(New York, NY) — In the past month, the Trump administration has issued multiple directives aimed at dictating how education, training, and discussions about race, racism and discrimination can be pursued by the federal government. This includes a government-wide directive from the Office of Management and Budget on September 4 concerning executive departments and agencies; an internal review in the Department of Education of diversity training contracts and internal employee activities, including book clubs; a threat to terminate federal funding from public schools that teach material from The New York Times’s 1619 project; a plan to create a new commission to teach “patriotic education” and a “pro-American curriculum”; and an executive order on combatting race and sex stereotyping, issued on September 22, which extends its prohibitions to federal contractors. These efforts have been explicitly framed as an effort to quash discussion of ideas from the academic field of “critical race theory” by the federal government. 

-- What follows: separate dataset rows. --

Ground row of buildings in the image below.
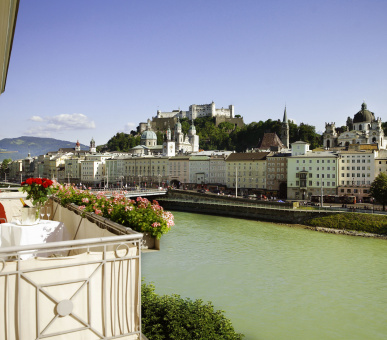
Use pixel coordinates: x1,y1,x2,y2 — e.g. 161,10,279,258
8,141,387,201
8,103,387,202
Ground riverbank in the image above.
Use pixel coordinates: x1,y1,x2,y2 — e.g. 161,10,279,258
159,190,387,239
304,213,387,238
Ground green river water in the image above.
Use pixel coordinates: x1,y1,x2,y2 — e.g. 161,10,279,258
142,212,387,340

“These actions are a naked attempt by the president to score political points with his base,” said Summer Lopez, senior director of free expression programs at PEN America. “But regardless of the stated rationale or the politics involved, this is an effort at censorship that will constrict the space for learning, inquiry, and open exchange. At a time when conversations about the legacy and persistence of racism and inequality are urgent in our society, it is alarming that the government would take the extreme step of banning discussions of these issues within the government itself. It is even more concerning that this administration has gone to these lengths to control what people read, consider, or discuss when it comes to understanding and fighting racism, when the president himself has used and amplified racist rhetoric. Coupled with attempts to ban the use of the 1619 Project in school curricula and a proposal to introduce ‘patriotic education,’ this latest EO feels all too similar to authoritarian traditions of shaping ‘acceptable’ thought.”

“The president and others in this administration tout their commitments and convictions regarding free speech,” PEN America’s Lopez continued, “yet turn around and decree what perspectives or even phrases can be taught and discussed in personnel trainings, employee book clubs, or even in programs run by government contractors. While government employees do face greater limits on their free speech rights than the average American, we should not pretend this is anything other than an attempt to stifle legitimate debate, academic inquiry, and the right to unfettered intellectual exploration that anchors our democracy.”